For years, green energy and climate activists have sought to get national legislation mandating that a certain percentage of electricity be generated from renewable sources—a renewable energy (or electricity) standard. Naturally, this has been fought fang and claw by the fossil-fuel interests and their marionettes in Congress, heavily weighted on the Republican side of the aisle but not without Democratic adherents.
As part of his second-term efforts focusing more attention on climate and energy goals, President Obama has worked around the congressional blockers, and he did so again Thursday with an executive order nearly tripling to 20 percent the current goal for the federal government's use of renewable energy. The government currently gets about 7 percent of its energy from such sources, in part as a consequence of an October 2009 executive order. The goal is 10 percent by 2015. From the Associated Press:
The federal government is the largest energy consumer in the nation and "must lead by example," Obama said. The government occupies nearly 500,000 buildings, operates 600,000 vehicles and purchases more than $500 billion per year in goods and services. [...]
"Shoe-horning renewable technologies that cannot deliver the base-load electricity this country needs does no one any good and puts the American economy at risk," said Laura Sheehan, senior vice president of the American Coalition for Clean Coal Electricity, an industry group.
Many renewable energy advocates say the need for, and method of, providing base-load power will change over time as more renewables are added to the energy mix.

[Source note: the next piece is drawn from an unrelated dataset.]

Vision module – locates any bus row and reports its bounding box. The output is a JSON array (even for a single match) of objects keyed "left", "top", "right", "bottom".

The fossil-fuel and nuclear industries dispute these claims, of course, but even if there could be problems with base-load power, they would not come into play until renewable power sources contribute far more than than 20 percent of our total electricity.
Environmental groups, such as the League for Conservation Voters, praised Obama's move.
Nathanael Greene, director of Renewable Energy Policy for the Natural Resources Defense Council, wrote:
These standards are important. The federal steps, and similar measures that the states are taking, will drive about half of the growth in this sector by 2020. But Congress must also act, and one big step would be to extend current federal tax credits to maintain the job growth already created in the wind, solar and energy-efficiency industries. [...]
The growth in this sector also shows that focusing on clean energy does not pit the economy against the environment. At least 3.4 million Americans are employed nationwide weatherizing homes, producing high-efficiency air conditioning systems, installing solar panels and wind turbines and developing advanced car batteries. The economic shift is already happening, it’s picking up speed, and there’s no turning back.
That fact, however, won't stop certain interests from trying to turn back.